What started as an animation on a vinyl coin purse made in Japan has turned into the worldwide phenomenon that is Hello Kitty.
The animated Sanrio character turns 40 this year. The Japanese American National Museum in Los Angeles’s Little Tokyo opened a retrospective Saturday looking back on the past four decades of her gracing school supplies and artists’ imaginations.
“She has always appealed to so many ages and backgrounds and she is very zen-like in her disposition,” said Janet Hsu, president of Sanrio, in a video interview with Reuters. “You are able to make Hello Kitty your own friend.”
Those hoping to get a glimpse of their animated friend in person may have to get in line, as the museum has had sold-out shows of the exhibit, which runs until April.
“We brought in a couple of wonderful curators to tell the story of Hello Kitty as a character and a product — and also a curator to tell the story of Hello Kitty as a muse,” said museum president Greg Kimura of “Hello!
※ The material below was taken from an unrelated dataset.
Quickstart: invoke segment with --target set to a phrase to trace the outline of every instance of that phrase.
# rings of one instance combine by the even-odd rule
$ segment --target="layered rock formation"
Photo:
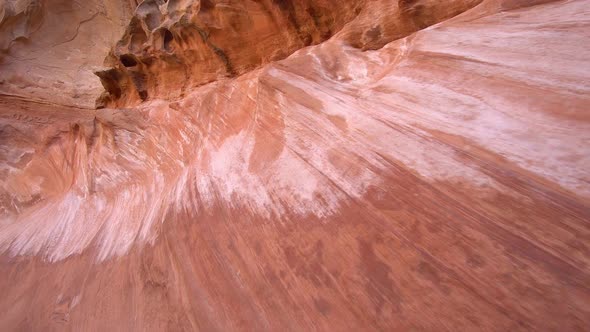
[[[3,330],[590,326],[587,1],[0,18]]]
Exploring the Supercute World of Hello Kitty.” The first such exhibit in the U.S. boasts more than 500 curated items.
Curiosity about Hello Kitty reached a high point this summer when it was reported that the animated character was actually a little girl living outside of London.
Items with Hello Kitty’s twin sister Mimi (recognizable by her yellow bow) also are on display, as is a dress worn by Lady Gaga, completely covered with plush Hello Kitty toys.
“There are those who consider her, dare I say it, a kind of a religion,” said co-curator Christine Yano.